Molti dicono che per apprezzare i Ronin serva sapere da dove vengono, cos’hanno inciso prima. Palle, per farsi rapire da Adagio Furioso tutto quello che serve è un orecchio, al resto ci pensano loro.
Ronin è un progetto di Bruno Dorella (non solo suo, certo, ma nel tempo lui rimane l’ancora ferma del gruppo) che qui suona la chitarra e si perde in tutte le atmosfere ricreabili. Suona pure nei Bachi da Pietra e negli Ovo (consigliatissimi entrambi), la batteria però, e ascoltandoli viene facile capire perché avesse bisogno di un disco come questo, che aleggia pesantissimo scivolando su tutto.
Partenza da 8 minuti, La Cinese, calmi, ci si guarda intorno e si comincia a sognare (Adagio). Il Furioso arriva in tutto il disco, con il culmine negli ultimi due minuti di Ex. In mezzo chitarre che possono fare qualsiasi cosa e batteria che sa perfettamente quando prendersi il palco e quando farsi da parte, accompagnate da un moltitudine di collaborazioni italiane immense che danno tocchi di perfezione qui e là. Come la voce di Far Out (Francesca Amati, che non è nemmeno l’unica ad aiutare nel pezzo), giro di boa del disco, che a spiegarlo a parole di fa davvero fatica.
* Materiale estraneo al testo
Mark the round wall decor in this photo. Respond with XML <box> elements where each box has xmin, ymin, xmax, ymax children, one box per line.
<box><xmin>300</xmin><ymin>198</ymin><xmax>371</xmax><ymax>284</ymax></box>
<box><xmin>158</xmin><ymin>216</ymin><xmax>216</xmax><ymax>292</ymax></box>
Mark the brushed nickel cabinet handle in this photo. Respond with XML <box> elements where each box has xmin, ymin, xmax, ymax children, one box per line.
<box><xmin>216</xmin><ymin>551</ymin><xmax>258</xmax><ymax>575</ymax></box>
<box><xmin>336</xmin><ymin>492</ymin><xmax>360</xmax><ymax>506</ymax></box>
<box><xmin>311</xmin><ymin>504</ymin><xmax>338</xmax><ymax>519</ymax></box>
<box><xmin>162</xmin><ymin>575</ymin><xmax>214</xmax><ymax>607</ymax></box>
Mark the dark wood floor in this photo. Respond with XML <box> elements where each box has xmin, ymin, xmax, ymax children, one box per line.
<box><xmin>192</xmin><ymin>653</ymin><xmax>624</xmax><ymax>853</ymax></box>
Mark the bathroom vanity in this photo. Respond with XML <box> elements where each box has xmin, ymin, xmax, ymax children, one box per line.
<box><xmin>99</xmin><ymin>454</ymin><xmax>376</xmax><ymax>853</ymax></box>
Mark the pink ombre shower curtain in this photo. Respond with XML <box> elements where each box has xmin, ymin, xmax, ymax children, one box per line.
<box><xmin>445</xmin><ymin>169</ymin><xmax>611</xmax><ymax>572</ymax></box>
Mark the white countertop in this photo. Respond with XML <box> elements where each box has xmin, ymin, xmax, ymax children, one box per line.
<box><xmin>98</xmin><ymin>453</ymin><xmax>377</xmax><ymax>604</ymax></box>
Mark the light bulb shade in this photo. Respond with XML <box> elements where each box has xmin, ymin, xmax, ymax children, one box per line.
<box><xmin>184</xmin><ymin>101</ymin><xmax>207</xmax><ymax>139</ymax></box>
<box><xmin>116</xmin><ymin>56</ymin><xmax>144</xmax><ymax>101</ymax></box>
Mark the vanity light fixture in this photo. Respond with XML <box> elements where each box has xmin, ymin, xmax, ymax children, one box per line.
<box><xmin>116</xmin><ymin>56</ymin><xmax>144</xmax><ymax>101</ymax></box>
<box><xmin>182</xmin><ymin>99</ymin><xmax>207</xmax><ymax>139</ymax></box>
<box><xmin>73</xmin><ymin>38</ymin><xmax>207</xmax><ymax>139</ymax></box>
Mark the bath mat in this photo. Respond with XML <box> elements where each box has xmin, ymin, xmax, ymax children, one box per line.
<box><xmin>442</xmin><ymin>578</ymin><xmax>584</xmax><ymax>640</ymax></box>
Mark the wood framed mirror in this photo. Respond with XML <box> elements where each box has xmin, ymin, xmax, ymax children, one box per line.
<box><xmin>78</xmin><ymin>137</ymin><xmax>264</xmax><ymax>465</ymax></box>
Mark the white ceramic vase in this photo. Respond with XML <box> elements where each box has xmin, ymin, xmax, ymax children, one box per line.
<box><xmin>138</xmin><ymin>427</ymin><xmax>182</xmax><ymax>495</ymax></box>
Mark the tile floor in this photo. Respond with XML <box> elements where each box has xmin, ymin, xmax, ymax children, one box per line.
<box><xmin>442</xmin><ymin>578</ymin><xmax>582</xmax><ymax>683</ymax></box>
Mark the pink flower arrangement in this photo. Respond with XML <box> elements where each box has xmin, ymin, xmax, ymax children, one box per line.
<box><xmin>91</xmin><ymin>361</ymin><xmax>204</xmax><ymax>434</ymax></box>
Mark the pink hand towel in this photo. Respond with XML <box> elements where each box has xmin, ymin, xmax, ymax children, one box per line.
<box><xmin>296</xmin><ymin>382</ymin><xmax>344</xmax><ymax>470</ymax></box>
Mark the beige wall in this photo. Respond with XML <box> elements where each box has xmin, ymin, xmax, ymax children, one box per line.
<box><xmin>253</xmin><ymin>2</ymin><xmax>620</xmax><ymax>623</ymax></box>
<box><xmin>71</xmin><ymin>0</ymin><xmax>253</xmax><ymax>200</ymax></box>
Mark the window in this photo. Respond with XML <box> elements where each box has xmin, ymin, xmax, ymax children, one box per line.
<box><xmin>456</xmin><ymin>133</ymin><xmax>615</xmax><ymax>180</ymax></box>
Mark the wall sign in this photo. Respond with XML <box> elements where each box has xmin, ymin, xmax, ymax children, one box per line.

Da abbandonarsi e lasciarsi trascinare dove vogliono loro, che la strada ormai la conoscono alla perfezione, per un viaggio che solo la musica, questa musica, sa garantire. Gilgamesh e Preacher Man sono su un altro livello, quando riuscirò a smettere di ascoltarle cercherò di darne un giudizio completo, per ora lascio che scorrano dove vogliono e mi spingano dove spesso non ricordo di saper arrivare.